Das Know-how bündeln
Das Projekt zu Hindernissen bei der Regeneration ist nicht das erste gemeinsame Projekt der Gruppen Ninov und Junker. Sie können auf eine Reihe erfolgreicher Kooperationen zurückblicken, die auf der Kombination der Expertisen beruht. Während das Ninov-Labor am CRTD auf die Zelldifferenzierung in der Bauchspeicheldrüse spezialisiert ist, bereichert das Junker-Labor am MDC Berlin das Projekt mit seiner Expertise auf dem Gebiet der Untersuchung von Zellschicksalsentscheidungen mittels genomischer Einzelzellanalyse. Mit der DFG-Förderung werden mehrere Stellen für Postdoktorand:innen und Doktorand:innen in den beiden Gruppen finanziert. Darüber hinaus wird die Förderung das notwendige Budget für die geplante Genomik auf der Ebene einzelner Zellen bereitstellen.
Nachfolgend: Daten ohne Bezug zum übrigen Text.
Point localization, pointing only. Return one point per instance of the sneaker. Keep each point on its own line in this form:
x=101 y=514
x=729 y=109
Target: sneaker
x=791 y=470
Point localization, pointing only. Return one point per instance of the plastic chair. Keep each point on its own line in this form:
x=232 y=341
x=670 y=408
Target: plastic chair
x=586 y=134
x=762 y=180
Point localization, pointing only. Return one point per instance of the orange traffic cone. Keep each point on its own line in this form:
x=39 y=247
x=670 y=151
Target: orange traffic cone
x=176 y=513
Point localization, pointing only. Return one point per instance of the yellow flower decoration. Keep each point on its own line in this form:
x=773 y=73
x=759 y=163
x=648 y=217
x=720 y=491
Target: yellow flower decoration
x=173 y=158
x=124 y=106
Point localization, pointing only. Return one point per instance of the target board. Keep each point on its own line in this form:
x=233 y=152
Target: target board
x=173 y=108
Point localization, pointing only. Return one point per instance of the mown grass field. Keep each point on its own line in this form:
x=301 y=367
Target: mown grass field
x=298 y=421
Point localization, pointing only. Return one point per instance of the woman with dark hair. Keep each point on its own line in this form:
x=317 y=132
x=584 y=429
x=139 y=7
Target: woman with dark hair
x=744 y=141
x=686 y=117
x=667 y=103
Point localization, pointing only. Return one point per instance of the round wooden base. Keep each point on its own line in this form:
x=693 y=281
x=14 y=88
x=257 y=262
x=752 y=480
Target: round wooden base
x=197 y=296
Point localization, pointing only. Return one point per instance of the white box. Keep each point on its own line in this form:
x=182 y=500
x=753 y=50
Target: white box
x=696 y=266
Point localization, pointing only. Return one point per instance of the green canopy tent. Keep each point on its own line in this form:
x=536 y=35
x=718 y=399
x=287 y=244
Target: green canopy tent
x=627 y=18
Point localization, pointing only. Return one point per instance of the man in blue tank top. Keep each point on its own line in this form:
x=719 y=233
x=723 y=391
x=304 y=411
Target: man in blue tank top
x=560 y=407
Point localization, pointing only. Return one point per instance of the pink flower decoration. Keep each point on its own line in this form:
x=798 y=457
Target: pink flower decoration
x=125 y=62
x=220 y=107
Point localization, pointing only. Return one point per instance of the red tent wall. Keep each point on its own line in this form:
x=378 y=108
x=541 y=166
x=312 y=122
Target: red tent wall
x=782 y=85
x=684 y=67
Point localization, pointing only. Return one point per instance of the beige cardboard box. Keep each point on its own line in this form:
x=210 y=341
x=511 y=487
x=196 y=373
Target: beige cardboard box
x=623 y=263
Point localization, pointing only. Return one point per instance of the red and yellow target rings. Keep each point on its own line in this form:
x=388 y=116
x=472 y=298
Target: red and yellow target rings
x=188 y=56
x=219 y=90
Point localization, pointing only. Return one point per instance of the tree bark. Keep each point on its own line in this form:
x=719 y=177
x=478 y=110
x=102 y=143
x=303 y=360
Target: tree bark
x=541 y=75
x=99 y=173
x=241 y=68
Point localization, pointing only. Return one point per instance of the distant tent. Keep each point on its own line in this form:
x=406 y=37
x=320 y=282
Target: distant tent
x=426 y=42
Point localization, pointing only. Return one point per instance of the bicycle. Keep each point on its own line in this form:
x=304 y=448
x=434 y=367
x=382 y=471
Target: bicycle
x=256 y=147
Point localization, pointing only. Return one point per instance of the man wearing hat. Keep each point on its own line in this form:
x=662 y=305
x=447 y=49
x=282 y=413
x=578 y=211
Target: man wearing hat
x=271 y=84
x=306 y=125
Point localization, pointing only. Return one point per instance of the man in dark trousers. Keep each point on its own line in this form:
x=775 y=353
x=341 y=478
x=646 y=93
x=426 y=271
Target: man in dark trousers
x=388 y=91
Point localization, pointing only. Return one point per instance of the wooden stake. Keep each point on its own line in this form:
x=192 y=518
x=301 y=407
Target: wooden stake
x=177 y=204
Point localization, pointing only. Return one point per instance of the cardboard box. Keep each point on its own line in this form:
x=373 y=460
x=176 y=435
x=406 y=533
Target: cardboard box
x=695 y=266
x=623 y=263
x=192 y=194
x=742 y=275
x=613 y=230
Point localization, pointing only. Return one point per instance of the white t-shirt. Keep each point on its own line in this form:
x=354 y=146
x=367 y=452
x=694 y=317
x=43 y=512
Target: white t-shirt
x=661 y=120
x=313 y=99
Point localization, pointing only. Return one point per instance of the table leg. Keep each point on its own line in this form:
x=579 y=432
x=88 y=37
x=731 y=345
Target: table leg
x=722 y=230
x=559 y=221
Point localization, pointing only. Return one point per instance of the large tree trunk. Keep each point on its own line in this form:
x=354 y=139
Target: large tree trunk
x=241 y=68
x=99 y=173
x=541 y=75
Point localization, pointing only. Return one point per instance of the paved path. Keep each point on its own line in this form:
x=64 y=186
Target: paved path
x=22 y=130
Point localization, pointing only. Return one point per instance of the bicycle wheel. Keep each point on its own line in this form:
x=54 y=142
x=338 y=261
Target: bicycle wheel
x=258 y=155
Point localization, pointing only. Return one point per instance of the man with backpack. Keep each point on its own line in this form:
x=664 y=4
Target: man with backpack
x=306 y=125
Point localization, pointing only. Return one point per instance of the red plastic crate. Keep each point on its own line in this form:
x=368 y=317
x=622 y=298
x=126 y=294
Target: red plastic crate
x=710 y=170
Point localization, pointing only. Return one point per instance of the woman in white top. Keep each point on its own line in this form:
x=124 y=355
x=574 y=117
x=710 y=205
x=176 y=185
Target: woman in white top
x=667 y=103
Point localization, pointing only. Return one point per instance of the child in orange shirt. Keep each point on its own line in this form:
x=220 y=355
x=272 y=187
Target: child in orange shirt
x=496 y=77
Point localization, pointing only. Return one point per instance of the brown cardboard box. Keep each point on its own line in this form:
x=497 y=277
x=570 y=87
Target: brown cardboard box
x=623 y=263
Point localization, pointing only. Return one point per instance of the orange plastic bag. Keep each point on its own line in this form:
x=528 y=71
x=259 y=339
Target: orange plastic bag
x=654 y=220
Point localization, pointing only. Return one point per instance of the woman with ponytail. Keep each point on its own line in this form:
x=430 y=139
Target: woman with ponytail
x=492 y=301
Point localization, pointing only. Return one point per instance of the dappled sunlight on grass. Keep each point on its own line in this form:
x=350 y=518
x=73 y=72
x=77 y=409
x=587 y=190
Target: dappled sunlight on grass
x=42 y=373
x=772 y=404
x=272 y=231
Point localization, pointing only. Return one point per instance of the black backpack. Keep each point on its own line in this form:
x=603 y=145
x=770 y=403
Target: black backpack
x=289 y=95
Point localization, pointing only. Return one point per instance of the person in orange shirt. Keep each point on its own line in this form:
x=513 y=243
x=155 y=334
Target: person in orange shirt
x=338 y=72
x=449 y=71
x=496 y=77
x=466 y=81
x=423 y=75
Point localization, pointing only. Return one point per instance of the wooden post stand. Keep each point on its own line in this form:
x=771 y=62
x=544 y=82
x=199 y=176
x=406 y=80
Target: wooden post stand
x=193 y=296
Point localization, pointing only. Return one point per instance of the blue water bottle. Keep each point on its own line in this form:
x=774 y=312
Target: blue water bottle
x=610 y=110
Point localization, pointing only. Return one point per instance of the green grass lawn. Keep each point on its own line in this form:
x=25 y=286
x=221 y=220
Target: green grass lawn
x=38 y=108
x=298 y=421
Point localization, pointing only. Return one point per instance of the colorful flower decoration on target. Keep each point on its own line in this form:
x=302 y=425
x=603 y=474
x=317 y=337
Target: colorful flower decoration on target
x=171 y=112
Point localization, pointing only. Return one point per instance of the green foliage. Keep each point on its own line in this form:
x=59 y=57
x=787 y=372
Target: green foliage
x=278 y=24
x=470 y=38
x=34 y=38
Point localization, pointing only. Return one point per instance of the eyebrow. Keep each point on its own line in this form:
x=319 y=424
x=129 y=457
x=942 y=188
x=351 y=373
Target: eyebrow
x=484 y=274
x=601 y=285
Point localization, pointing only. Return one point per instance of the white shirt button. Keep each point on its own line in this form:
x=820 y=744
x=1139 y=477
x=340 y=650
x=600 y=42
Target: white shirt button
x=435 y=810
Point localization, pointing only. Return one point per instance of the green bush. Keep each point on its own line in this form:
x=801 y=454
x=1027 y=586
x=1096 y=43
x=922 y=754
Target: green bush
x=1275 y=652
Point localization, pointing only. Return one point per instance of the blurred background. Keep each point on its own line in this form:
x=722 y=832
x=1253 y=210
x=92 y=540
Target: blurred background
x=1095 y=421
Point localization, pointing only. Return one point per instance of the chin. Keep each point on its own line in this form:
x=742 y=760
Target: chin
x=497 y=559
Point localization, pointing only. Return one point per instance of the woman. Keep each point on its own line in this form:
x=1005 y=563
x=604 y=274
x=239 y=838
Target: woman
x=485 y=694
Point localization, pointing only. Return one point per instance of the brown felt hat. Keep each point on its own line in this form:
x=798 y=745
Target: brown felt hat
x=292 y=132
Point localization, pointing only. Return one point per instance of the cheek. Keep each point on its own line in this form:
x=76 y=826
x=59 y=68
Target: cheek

Das Projekt wird im Rahmen des DFG-Sonderprogramms „Sequenzierkosten in Projekten“ gefördert. Im Rahmen dieser Initiative fördert die DFG ausgewählte Projekte, die die Sequenzierung an den von der DFG geförderten Kompetenzzentren für Next Generation Sequencing durchführen wollen. Dieses Projekt wird auf die Unterstützung des DRESDEN-concept Genome Centers zurückgreifen, ein gemeinsames Sequenzierungszentrum der Core Facility Hochdurchsatzsequenzierung am Center for Molecular and Cellular Bioengineering (CMCB) der TU Dresden und der Sequencing Facility des Max-Planck-Instituts für molekulare Zellbiologie und Genetik (MPI-CBG).